Sources & Integrations
KinesisSource
Streaming connector for AWS Kinesis Data Streams - continuous shard consumption with cross-account IAM support.
KinesisSource consumes from an AWS Kinesis Data Stream continuously. Each shard maps to a Thyme worker, and Kinesis throughput scales with shard count.
Use case
- AWS-native streaming workloads where Kinesis is already in use
- Clickstreams and telemetry produced by AWS services (CloudFront logs, IoT Core, etc.)
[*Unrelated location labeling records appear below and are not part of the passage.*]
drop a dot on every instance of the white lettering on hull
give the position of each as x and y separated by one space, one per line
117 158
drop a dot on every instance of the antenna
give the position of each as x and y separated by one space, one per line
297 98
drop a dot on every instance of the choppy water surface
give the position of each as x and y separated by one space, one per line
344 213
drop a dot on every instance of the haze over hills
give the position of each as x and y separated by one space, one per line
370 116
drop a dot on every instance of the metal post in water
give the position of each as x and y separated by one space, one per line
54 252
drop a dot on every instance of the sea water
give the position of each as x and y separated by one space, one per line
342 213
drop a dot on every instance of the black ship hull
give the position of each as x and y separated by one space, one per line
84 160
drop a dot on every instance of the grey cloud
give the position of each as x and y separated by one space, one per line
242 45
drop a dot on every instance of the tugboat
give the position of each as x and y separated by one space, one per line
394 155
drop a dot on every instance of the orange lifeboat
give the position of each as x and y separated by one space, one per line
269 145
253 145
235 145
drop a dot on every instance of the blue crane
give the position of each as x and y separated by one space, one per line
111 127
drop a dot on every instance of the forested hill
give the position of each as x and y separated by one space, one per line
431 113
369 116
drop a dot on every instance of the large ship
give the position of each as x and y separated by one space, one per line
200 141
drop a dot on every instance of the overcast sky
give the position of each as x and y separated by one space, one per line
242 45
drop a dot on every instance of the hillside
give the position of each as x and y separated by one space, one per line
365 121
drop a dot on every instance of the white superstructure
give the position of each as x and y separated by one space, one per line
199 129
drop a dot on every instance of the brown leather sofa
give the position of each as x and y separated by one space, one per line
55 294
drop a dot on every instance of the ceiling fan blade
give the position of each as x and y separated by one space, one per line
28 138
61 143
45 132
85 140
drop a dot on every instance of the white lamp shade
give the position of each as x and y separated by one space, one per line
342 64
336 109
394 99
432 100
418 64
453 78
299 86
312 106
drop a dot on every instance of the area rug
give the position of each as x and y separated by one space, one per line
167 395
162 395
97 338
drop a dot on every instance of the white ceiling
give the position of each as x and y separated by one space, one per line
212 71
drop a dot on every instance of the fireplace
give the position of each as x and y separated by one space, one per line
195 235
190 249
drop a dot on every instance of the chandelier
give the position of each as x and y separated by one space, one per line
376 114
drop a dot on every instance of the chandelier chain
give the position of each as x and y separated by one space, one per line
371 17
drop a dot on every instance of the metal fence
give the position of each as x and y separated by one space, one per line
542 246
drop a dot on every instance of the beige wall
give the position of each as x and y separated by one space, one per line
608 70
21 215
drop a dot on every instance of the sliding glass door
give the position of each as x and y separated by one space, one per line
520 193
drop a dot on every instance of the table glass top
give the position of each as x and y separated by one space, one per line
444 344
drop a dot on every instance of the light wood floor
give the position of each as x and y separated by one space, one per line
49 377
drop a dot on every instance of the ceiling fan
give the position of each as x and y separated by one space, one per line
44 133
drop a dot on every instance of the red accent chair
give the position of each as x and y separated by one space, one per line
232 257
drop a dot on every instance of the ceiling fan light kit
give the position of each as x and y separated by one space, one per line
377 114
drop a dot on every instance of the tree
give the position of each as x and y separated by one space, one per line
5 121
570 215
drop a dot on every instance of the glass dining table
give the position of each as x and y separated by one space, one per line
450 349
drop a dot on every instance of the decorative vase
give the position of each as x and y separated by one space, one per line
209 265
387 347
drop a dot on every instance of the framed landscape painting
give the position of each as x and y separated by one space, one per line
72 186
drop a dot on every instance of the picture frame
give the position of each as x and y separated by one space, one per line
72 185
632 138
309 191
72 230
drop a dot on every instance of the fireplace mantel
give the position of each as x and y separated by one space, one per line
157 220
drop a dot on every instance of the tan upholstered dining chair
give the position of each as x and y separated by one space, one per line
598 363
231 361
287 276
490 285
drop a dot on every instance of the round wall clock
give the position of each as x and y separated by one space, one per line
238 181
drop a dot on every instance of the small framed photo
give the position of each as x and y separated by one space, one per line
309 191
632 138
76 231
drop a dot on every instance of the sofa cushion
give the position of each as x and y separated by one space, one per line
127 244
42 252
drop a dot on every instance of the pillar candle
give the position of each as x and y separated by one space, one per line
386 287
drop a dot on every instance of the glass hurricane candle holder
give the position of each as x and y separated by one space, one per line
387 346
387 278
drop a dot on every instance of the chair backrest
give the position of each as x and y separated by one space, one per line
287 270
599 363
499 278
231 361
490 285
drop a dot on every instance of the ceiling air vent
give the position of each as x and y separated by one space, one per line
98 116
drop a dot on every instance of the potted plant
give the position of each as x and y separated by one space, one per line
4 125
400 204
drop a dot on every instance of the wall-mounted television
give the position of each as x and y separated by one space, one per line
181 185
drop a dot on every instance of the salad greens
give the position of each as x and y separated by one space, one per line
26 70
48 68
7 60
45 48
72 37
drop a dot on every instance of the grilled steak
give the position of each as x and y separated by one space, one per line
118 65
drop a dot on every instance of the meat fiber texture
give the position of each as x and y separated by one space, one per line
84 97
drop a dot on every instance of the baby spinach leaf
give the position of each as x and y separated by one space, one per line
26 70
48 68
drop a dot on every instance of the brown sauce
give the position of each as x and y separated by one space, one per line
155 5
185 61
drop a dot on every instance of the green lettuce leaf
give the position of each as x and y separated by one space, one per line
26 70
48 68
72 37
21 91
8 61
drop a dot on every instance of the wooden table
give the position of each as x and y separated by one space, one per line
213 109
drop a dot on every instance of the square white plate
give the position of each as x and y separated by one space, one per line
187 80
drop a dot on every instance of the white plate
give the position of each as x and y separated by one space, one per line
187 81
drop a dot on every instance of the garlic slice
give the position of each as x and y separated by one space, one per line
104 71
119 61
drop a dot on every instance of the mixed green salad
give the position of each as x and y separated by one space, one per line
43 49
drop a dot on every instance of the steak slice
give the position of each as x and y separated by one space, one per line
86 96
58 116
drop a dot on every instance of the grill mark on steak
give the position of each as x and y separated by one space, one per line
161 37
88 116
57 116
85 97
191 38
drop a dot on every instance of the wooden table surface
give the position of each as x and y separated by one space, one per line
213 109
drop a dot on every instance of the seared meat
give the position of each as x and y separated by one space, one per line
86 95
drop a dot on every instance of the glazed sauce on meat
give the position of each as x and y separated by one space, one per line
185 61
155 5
- Cross-account ingestion where the source stream lives in a different AWS account
Example
import os
from thyme import Secret
from thyme.connectors import KinesisSource, source
@source(
KinesisSource(
stream_arn=os.environ["MY_KINESIS_STREAM_ARN"],
init_position="trim_horizon",
role_arn=Secret(env="MY_KINESIS_ROLE_ARN"),
),
max_lateness="5m",
)
@dataset(index=True)
class ClickEvent:
user_id: Field[str] = field(key=True)
page: Field[str] = field()
timestamp: Field[datetime] = field(timestamp=True)Parameters
| Parameter | Required | Default / env var | Description |
|---|---|---|---|
stream_arn | Yes | - | Kinesis stream ARN |
init_position | No | "latest" (per-stream, not env-defaulted) | "latest", "trim_horizon", or ISO-8601 timestamp |
format | No | "json" (per-stream, not env-defaulted) | Message format: json |
role_arn | No (Secret-capable) | THYME_KINESIS_ROLE_ARN | IAM role ARN for cross-account access |
region | No | THYME_KINESIS_REGION ("us-east-1") | AWS region |
endpoint_url | No | THYME_KINESIS_ENDPOINT_URL | LocalStack / custom endpoint override |
Authentication
By default, the connector uses the engine pod's IAM identity (irsa, instance role, etc.). For cross-account ingestion, supply a role_arn to assume:
KinesisSource(
stream_arn="arn:aws:kinesis:us-east-1:111122223333:stream/click-events",
role_arn=Secret(env="CROSS_ACCOUNT_ROLE"),
)Throughput
Each Kinesis shard supports approximately 1 MB/s or 1,000 records/s for read. If your stream is shard-limited, increase the shard count on the source side; Thyme will scale workers to match.
Limits
Setting cursor or every on KinesisSource raises a validation error - streaming connectors consume continuously and don't poll.
- Backfilling a Kinesis-sourced dataset on commit is not currently supported. Rely on the live ingestion path for Kinesis sources.